Re: [RFC PATCH 0/2] mm: fix OOMs for binding workloads to movable zone only node

From: Vlastimil Babka
Date: Thu Nov 05 2020 - 08:14:29 EST


On 11/5/20 1:58 PM, Michal Hocko wrote:
On Thu 05-11-20 13:53:24, Vlastimil Babka wrote:
On 11/5/20 1:08 PM, Michal Hocko wrote:
> On Thu 05-11-20 09:40:28, Feng Tang wrote:
> > > > Could you be more specific? This sounds like a bug. Allocations
> > > shouldn't spill over to a node which is not in the cpuset. There are few
> > > exceptions like IRQ context but that shouldn't happen regurarly.
> > > > I mean when the docker starts, it will spawn many processes which obey
> > the mem binding set, and they have some kernel page requests, which got
> > successfully allocated, like the following callstack:
> > > > [ 567.044953] CPU: 1 PID: 2021 Comm: runc:[1:CHILD] Tainted: G W I 5.9.0-rc8+ #6
> > [ 567.044956] Hardware name: /NUC6i5SYB, BIOS SYSKLi35.86A.0051.2016.0804.1114 08/04/2016
> > [ 567.044958] Call Trace:
> > [ 567.044972] dump_stack+0x74/0x9a
> > [ 567.044978] __alloc_pages_nodemask.cold+0x22/0xe5
> > [ 567.044986] alloc_pages_current+0x87/0xe0
> > [ 567.044991] allocate_slab+0x2e5/0x4f0
> > [ 567.044996] ___slab_alloc+0x380/0x5d0
> > [ 567.045021] __slab_alloc+0x20/0x40
> > [ 567.045025] kmem_cache_alloc+0x2a0/0x2e0
> > [ 567.045033] mqueue_alloc_inode+0x1a/0x30
> > [ 567.045041] alloc_inode+0x22/0xa0
> > [ 567.045045] new_inode_pseudo+0x12/0x60
> > [ 567.045049] new_inode+0x17/0x30
> > [ 567.045052] mqueue_get_inode+0x45/0x3b0
> > [ 567.045060] mqueue_fill_super+0x41/0x70
> > [ 567.045067] vfs_get_super+0x7f/0x100
> > [ 567.045074] get_tree_keyed+0x1d/0x20
> > [ 567.045080] mqueue_get_tree+0x1c/0x20
> > [ 567.045086] vfs_get_tree+0x2a/0xc0
> > [ 567.045092] fc_mount+0x13/0x50
> > [ 567.045099] mq_create_mount+0x92/0xe0
> > [ 567.045102] mq_init_ns+0x3b/0x50
> > [ 567.045106] copy_ipcs+0x10a/0x1b0
> > [ 567.045113] create_new_namespaces+0xa6/0x2b0
> > [ 567.045118] unshare_nsproxy_namespaces+0x5a/0xb0
> > [ 567.045124] ksys_unshare+0x19f/0x360
> > [ 567.045129] __x64_sys_unshare+0x12/0x20
> > [ 567.045135] do_syscall_64+0x38/0x90
> > [ 567.045143] entry_SYSCALL_64_after_hwframe+0x44/0xa9
> > > > For it, the __alloc_pages_nodemask() will first try process's targed
> > nodemask(unmovable node here), and there is no availabe zone, so it
> > goes with the NULL nodemask, and get a page in the slowpath.
> > OK, I see your point now. I was not aware of the slab allocator not
> following cpusets. Sounds like a bug to me.

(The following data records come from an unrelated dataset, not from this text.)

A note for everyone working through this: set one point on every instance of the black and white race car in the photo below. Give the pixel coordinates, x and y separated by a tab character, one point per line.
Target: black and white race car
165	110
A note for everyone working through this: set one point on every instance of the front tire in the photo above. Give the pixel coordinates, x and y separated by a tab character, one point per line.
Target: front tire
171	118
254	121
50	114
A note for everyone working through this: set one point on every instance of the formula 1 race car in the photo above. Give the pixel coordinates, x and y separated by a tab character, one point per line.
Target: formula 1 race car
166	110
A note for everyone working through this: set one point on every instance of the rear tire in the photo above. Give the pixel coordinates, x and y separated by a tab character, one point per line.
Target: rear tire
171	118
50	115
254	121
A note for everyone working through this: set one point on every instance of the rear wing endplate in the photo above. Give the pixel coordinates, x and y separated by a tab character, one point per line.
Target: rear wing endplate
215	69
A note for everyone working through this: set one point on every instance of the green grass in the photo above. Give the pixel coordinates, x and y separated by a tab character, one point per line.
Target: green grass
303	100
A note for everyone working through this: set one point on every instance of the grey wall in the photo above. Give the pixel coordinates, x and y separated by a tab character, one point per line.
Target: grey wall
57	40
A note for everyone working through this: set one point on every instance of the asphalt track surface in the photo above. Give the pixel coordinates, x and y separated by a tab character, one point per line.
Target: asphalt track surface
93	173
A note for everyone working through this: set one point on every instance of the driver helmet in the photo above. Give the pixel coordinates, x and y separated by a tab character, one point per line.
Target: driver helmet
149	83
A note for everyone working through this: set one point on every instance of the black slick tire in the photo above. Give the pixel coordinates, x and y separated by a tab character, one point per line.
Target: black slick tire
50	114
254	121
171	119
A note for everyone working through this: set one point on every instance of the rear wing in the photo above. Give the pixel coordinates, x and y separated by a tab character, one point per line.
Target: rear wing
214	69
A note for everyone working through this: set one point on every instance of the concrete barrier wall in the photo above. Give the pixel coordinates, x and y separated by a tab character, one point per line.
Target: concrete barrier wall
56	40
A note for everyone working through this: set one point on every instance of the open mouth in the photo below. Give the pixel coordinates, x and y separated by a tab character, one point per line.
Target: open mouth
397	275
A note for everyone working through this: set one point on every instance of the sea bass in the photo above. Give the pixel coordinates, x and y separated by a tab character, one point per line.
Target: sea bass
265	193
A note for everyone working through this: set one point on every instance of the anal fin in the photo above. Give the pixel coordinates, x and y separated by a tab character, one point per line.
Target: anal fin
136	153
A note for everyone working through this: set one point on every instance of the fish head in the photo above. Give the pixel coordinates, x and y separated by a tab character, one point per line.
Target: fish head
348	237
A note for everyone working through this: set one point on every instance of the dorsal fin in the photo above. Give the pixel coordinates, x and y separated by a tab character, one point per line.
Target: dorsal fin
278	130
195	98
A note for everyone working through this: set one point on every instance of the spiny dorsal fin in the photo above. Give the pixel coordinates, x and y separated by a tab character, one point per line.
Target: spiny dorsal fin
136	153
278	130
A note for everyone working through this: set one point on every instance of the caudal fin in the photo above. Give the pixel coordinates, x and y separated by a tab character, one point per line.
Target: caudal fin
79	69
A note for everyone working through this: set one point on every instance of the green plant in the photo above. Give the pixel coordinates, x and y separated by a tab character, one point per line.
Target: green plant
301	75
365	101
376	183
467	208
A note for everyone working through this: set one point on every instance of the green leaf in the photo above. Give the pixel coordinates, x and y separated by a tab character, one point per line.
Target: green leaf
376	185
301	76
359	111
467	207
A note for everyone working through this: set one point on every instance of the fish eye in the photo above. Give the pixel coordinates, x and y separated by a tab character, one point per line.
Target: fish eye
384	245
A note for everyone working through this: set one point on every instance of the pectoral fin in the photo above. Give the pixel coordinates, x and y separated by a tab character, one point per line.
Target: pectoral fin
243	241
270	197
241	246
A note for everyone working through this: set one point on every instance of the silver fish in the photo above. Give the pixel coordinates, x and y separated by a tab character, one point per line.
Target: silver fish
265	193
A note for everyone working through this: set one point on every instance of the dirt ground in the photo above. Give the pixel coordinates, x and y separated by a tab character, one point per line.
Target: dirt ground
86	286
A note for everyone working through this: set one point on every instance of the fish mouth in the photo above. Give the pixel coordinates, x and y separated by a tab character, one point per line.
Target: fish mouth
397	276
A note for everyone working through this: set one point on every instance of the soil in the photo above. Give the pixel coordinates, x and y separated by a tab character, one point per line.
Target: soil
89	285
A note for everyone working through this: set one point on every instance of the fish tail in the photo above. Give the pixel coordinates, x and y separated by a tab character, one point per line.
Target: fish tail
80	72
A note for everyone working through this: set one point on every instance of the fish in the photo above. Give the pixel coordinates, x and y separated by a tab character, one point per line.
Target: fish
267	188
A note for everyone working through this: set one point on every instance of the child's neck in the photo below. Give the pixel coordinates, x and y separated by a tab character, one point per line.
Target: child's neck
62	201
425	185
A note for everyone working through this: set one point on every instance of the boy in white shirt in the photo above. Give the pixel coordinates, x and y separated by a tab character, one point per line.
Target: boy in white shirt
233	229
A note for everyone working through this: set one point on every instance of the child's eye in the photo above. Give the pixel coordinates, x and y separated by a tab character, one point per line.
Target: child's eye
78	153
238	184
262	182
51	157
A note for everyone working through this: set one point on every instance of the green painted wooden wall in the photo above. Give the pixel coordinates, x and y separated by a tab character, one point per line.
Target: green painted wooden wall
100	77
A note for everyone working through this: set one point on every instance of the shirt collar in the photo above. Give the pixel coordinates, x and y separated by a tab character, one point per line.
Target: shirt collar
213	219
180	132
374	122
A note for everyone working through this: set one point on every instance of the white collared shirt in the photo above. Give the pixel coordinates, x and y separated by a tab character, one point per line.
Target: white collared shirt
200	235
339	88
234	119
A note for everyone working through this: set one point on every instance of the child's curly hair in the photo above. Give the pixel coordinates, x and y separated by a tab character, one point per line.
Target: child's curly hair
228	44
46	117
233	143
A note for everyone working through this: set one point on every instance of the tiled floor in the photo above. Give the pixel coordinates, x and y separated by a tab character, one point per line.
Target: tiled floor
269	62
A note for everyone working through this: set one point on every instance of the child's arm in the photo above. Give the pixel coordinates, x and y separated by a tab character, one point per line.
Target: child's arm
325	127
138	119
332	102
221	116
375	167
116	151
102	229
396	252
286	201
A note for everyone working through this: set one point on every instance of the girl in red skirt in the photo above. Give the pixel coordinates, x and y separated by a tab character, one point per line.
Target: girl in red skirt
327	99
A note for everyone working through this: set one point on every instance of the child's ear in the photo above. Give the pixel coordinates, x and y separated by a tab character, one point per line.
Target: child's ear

SLAB and SLUB seem to not care about cpusets in the fast path.

Is a fallback to a different node which is outside of the cpuset
possible?

AFAICS anything in per-cpu cache will be allocated without looking at the cpuset, so it can be outside of the cpuset. In SLUB slowpath, get_partial_node() looking for fallback on the same node will also not look at cpuset. get_any_partial() looking for a fallback allocation on any node does check cpuset_zone_allowed() and obey it strictly. A fallback to page allocator will obey whatever page allocator obeys.

So if a process cannot is restricted to allocate from node X via cpuset *and* also cannot be executed on CPU's from node X via taskset, then it AFAICS effectively cannot violate the cpuset in SLUB because it won't reach the percpu or per-node caches that don't check cpusets.

But this
stack shows that it went all the way to the page allocator, so the cpusets
should have been obeyed there at least.

Looking closer what is this dump_stack saying actually?

Yes, is that a dump of successful allocation (that violates cpusets?) or a failing one?